South Korea’s National Policy Committee Calls for ICO Regulatory Framework Clarity
Min Byung-Doo, South Korea's National Policy Committee Chair has called for the creation of a regulatory framework for the legalization of initial coin offerings (ICOs).
The Committee Chair said with token sales becoming a global trend he does not want the country to ignore the issue or close the door to ICO completely, reports CoinDesk Korea.
South Korea, through Financial Services Commission, placed an embargo on ICOs pending the enactment of an enabling or prohibitory law.
Byung-Doo, who is a member of the country's governing Democratic party made the comments earlier Tuesday while answering questions from lawmakers at the 8th plenary session of the National Assembly.
He stressed that the regulatory framework will provide the needed backing for ICOs to work but regretted that the government appears to be reluctant to create the needed framework. According to him fraud, speculation and capital laundering must be strictly prohibited and that the crypto industry needs to self-regulate and introduce safety standards.
The lawmaker highlighted the economic advantages of token sales, saying that while there is a pessimistic view of cryptocurrencies in some quarters, many token projects are seen as having a viable future.
“We can see that the flow of investment is clearly changing compared to ICO and angel fundraising.
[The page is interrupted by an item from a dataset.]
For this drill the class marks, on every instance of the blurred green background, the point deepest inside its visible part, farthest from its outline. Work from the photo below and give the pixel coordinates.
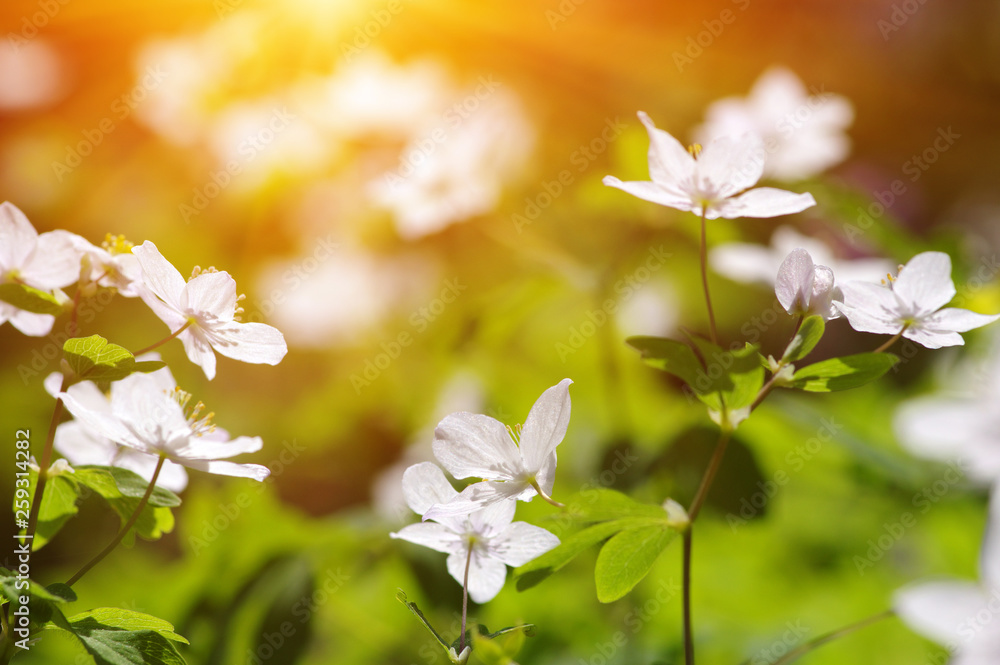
(128, 117)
The ICO has raised $1.7 billion for Telegram and $4 billion for Block.One, it is getting bigger and bigger.”
This will not be the first call for cryptocurrency enabling laws in the country, even as several bills had been sent to the National Assembly’s Political Affairs Committee. However, with Byung-Doo, who is strongly proposing the regulation of ICOs rather than completely discard the idea, as the chairman of the committee, ICOs may just a regulation in the near future subject to a vote of the Politburo Committee at a future plenary session.
Further, while Prime Minister Lee Nak-yeon is a supporter of blockchain technology, he has said that the government banned ICOs over concerns about “side-effects and market overheating.”